From here we were back on paved roads making our way to San Quirico D’Orcia and traveling through a national park. The Valley was extraordinary and at one point we saw the sun peaking through and we hopeful for better weather.
We drove through the small hamlet of Monticchiello with its medieval forts and town walls. The Cassero tower can we seen from the distance. Heading on through the Val d’Orcia, I saw this fabulous castle come into view and was certain that was where we were headed, but our turn was in the opposite direction. So for me, explore Castiglione d’Orcia with its ruined fortress. The roads are said to be “tortuous, but beautiful.” It is also the route to the Abbey Sant’Antimo. Our destination was San Quirico d’Orcia, recommended for its beauty and accessibility for Boris.

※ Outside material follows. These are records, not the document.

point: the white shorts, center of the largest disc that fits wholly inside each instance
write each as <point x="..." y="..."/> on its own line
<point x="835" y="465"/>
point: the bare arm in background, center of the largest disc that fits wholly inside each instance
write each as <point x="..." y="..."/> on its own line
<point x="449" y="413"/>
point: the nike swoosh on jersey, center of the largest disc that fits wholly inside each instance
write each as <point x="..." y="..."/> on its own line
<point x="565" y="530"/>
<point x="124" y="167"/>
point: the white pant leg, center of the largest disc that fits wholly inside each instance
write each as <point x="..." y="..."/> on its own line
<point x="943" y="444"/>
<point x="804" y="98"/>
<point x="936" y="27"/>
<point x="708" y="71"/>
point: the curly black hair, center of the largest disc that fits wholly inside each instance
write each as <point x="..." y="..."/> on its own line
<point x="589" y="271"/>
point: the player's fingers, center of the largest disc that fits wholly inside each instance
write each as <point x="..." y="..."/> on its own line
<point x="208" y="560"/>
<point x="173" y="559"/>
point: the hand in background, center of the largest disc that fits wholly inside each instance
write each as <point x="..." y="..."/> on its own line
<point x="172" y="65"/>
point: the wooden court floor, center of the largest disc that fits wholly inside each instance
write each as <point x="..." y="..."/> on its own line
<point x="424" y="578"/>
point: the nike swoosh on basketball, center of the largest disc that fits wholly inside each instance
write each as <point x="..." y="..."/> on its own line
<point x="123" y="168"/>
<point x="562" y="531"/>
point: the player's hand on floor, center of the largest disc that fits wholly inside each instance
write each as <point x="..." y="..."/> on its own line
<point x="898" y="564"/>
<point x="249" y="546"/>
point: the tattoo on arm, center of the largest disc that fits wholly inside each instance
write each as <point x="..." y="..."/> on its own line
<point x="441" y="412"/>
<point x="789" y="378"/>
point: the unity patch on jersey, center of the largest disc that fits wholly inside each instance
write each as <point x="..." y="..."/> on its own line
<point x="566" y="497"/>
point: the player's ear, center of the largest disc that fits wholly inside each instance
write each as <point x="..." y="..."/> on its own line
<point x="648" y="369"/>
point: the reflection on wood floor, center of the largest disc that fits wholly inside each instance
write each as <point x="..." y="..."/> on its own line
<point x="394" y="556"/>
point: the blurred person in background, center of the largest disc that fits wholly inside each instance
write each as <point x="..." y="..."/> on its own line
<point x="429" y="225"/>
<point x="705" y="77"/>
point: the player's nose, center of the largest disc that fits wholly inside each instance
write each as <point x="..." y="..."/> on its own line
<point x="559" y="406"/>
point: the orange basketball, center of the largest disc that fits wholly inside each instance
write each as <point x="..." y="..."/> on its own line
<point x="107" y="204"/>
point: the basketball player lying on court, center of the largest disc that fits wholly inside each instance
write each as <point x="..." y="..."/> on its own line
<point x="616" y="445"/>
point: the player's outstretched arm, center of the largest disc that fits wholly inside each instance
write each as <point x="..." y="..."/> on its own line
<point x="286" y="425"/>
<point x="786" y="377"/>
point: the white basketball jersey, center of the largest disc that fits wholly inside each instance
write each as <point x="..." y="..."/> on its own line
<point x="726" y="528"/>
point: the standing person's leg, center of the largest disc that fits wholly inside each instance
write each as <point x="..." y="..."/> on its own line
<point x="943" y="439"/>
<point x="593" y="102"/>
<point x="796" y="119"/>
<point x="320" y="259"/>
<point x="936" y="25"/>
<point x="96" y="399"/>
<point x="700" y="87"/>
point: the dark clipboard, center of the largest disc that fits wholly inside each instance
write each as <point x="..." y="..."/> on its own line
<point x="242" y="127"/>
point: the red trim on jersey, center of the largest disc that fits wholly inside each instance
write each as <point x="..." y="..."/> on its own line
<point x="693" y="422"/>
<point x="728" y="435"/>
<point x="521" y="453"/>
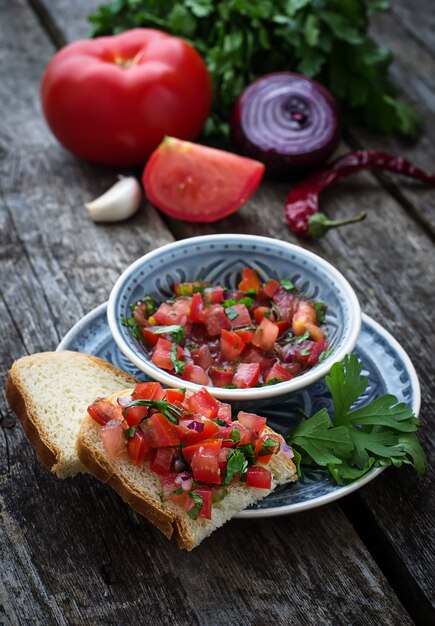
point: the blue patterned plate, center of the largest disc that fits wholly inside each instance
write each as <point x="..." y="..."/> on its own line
<point x="387" y="366"/>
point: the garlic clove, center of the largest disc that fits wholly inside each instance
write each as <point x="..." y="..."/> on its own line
<point x="118" y="203"/>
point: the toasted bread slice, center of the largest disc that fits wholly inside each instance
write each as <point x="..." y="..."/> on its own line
<point x="50" y="393"/>
<point x="141" y="488"/>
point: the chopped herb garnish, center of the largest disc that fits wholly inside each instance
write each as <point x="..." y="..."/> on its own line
<point x="176" y="331"/>
<point x="320" y="311"/>
<point x="231" y="313"/>
<point x="288" y="284"/>
<point x="236" y="464"/>
<point x="178" y="365"/>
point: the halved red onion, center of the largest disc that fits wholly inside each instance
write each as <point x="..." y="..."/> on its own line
<point x="286" y="450"/>
<point x="287" y="121"/>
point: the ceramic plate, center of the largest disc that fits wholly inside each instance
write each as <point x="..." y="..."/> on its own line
<point x="387" y="366"/>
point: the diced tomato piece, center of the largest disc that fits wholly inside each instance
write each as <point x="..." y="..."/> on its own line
<point x="197" y="309"/>
<point x="283" y="327"/>
<point x="205" y="465"/>
<point x="214" y="295"/>
<point x="251" y="420"/>
<point x="203" y="403"/>
<point x="102" y="411"/>
<point x="148" y="391"/>
<point x="215" y="319"/>
<point x="238" y="315"/>
<point x="231" y="345"/>
<point x="113" y="438"/>
<point x="224" y="412"/>
<point x="266" y="335"/>
<point x="271" y="287"/>
<point x="247" y="435"/>
<point x="174" y="395"/>
<point x="202" y="357"/>
<point x="245" y="335"/>
<point x="247" y="375"/>
<point x="285" y="302"/>
<point x="221" y="376"/>
<point x="196" y="374"/>
<point x="162" y="354"/>
<point x="207" y="498"/>
<point x="258" y="477"/>
<point x="250" y="281"/>
<point x="135" y="414"/>
<point x="138" y="448"/>
<point x="193" y="432"/>
<point x="163" y="459"/>
<point x="160" y="432"/>
<point x="222" y="458"/>
<point x="278" y="373"/>
<point x="255" y="356"/>
<point x="305" y="320"/>
<point x="261" y="312"/>
<point x="263" y="451"/>
<point x="188" y="452"/>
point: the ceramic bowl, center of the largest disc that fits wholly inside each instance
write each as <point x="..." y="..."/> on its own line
<point x="220" y="259"/>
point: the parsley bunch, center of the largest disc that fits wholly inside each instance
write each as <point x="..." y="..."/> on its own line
<point x="352" y="441"/>
<point x="241" y="40"/>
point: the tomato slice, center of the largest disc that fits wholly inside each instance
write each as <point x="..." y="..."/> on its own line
<point x="148" y="391"/>
<point x="203" y="403"/>
<point x="259" y="477"/>
<point x="247" y="375"/>
<point x="231" y="345"/>
<point x="138" y="448"/>
<point x="102" y="411"/>
<point x="162" y="461"/>
<point x="205" y="465"/>
<point x="160" y="432"/>
<point x="197" y="183"/>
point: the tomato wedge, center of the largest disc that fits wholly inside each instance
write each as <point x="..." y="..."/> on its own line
<point x="197" y="183"/>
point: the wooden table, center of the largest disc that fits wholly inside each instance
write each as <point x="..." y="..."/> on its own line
<point x="71" y="551"/>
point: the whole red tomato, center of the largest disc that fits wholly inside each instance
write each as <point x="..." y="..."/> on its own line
<point x="111" y="100"/>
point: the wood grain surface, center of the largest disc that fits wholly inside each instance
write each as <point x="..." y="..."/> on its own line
<point x="71" y="552"/>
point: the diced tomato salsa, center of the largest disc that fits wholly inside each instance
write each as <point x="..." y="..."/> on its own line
<point x="210" y="335"/>
<point x="190" y="440"/>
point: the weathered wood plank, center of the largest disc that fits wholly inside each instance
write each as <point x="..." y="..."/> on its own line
<point x="74" y="552"/>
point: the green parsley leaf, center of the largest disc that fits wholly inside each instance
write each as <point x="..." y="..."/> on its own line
<point x="236" y="464"/>
<point x="288" y="284"/>
<point x="231" y="313"/>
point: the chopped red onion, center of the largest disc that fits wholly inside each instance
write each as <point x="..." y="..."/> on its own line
<point x="286" y="450"/>
<point x="195" y="425"/>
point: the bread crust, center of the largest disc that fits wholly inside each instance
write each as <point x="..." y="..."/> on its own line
<point x="23" y="406"/>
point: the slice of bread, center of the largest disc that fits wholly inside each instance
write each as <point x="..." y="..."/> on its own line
<point x="50" y="393"/>
<point x="141" y="488"/>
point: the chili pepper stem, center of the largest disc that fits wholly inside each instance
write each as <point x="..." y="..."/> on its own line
<point x="319" y="224"/>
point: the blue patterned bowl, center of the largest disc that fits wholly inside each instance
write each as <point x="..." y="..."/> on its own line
<point x="220" y="259"/>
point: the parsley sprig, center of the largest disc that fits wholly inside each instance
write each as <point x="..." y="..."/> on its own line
<point x="352" y="441"/>
<point x="241" y="40"/>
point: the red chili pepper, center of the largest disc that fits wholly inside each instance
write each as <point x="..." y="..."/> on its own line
<point x="302" y="206"/>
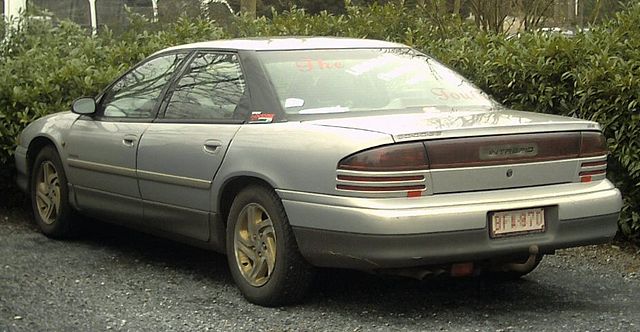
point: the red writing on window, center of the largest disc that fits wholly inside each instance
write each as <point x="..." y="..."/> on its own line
<point x="313" y="64"/>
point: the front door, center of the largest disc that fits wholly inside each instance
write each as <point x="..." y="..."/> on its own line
<point x="181" y="152"/>
<point x="102" y="148"/>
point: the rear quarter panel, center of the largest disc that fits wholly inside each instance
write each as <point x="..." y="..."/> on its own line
<point x="293" y="155"/>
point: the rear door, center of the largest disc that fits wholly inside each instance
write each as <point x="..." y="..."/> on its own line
<point x="180" y="153"/>
<point x="102" y="148"/>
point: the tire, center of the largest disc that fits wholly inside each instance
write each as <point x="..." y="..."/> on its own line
<point x="50" y="196"/>
<point x="263" y="255"/>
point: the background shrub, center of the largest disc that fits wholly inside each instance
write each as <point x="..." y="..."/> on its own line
<point x="592" y="76"/>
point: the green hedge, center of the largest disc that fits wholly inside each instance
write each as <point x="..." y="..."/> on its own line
<point x="590" y="76"/>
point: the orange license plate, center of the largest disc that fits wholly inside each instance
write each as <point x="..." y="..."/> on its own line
<point x="516" y="222"/>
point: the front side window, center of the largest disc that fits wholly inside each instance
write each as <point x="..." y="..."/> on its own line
<point x="136" y="93"/>
<point x="337" y="81"/>
<point x="211" y="88"/>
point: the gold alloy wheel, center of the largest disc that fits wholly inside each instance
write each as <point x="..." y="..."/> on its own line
<point x="254" y="244"/>
<point x="48" y="192"/>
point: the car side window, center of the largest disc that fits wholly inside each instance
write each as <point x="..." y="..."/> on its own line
<point x="210" y="89"/>
<point x="136" y="93"/>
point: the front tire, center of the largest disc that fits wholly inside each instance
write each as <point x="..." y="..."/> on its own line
<point x="50" y="195"/>
<point x="262" y="251"/>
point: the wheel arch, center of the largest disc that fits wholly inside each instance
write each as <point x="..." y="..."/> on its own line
<point x="35" y="146"/>
<point x="230" y="190"/>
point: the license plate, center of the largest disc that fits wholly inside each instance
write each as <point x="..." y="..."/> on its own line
<point x="506" y="223"/>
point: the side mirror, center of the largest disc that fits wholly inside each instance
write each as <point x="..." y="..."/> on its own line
<point x="84" y="106"/>
<point x="293" y="102"/>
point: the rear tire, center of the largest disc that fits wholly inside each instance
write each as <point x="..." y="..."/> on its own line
<point x="262" y="252"/>
<point x="50" y="196"/>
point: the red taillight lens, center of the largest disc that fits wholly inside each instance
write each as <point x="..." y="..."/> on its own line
<point x="401" y="157"/>
<point x="593" y="144"/>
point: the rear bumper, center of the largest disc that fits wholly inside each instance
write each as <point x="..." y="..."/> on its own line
<point x="22" y="177"/>
<point x="371" y="252"/>
<point x="396" y="233"/>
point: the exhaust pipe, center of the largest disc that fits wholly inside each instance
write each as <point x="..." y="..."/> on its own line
<point x="526" y="266"/>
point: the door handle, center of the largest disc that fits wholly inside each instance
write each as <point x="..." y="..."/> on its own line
<point x="212" y="146"/>
<point x="129" y="140"/>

Boris got to the top of stairs from the parking lot and I could see we were doomed. I went back down, carried the wheelchair up the stairs and pushed him uphill. Once there, he was pretty good about letting me park him in a spot with a beautiful view and then me venturing in or around for pictures. He read the guidebook and told me what to look for. At the top of the hill was the Collegiata Church with the Chigi Palace next door.
Farther downhill was a small market with food products by one of the city gate and the public gardens. Boris read and shopped and I walked through the Horti Leonini (gardens).
I came out in time to suggest he get some cookies (dolci) for the ride home. His next parking place was a fire next to The Church of Santa Maria Assunta made entirely out of travertine.
Just outside the city gate, I noted the city walls looking very castle-like. Everything has a modern purpose though. There was a playground next to it with small children on the equipment and the older children, out of school today for the holiday, were playing soccer. I edited that out of my shot and then regretted it.
After I collected Boris, we continued to walk downhill to a Bar we had seen on the way in. We had not had lunch yet and decided to eat a full meal now and then snack on our market finds for supper. We caught the end of the lunch service; the same bar had been packed when we arrived in town. Afterwards I took Boris down to where the “pedestrian only” area started and he waited for me there while I collected the car and then him.
It was about 4:30 and the glorious sunset was starting. Unfortunately, we were headed in the opposite direction. That made it easier to drive (not looking into the sun), but I hated to miss the view. Unfortunately, the traffic was heavier and there was nowhere to pull over to get the picture. The memory of what I saw in the review mirror however, is embedded in my brain. We got home about 5:07 just after the sun set.
Boris took a nap. I chased the sunset around Montefollonico and then did a little laundry to make the packing easier tomorrow. Tomorrow!!! Not such a good idea as it turns out. Either I did it wrong or there is no spin cycle because it is all wet. I am not sure it will be dry when I need to pack. There is no dryer.
We had some fresh gnocchi, so I made a sauce for it and we melted some sheep’s cheese like we have seen in the restaurants and added some of our sliced meats to make it a meal. Had a little of the local Trequanda wine to go with that. Now Boris is sleeping and I am blogging. He asked what I wanted to do tomorrow on our last day at the house. There are so many choices. I guess it really doesn’t matter as long as I have dry clothes to do it in. Happy November from Tuscany.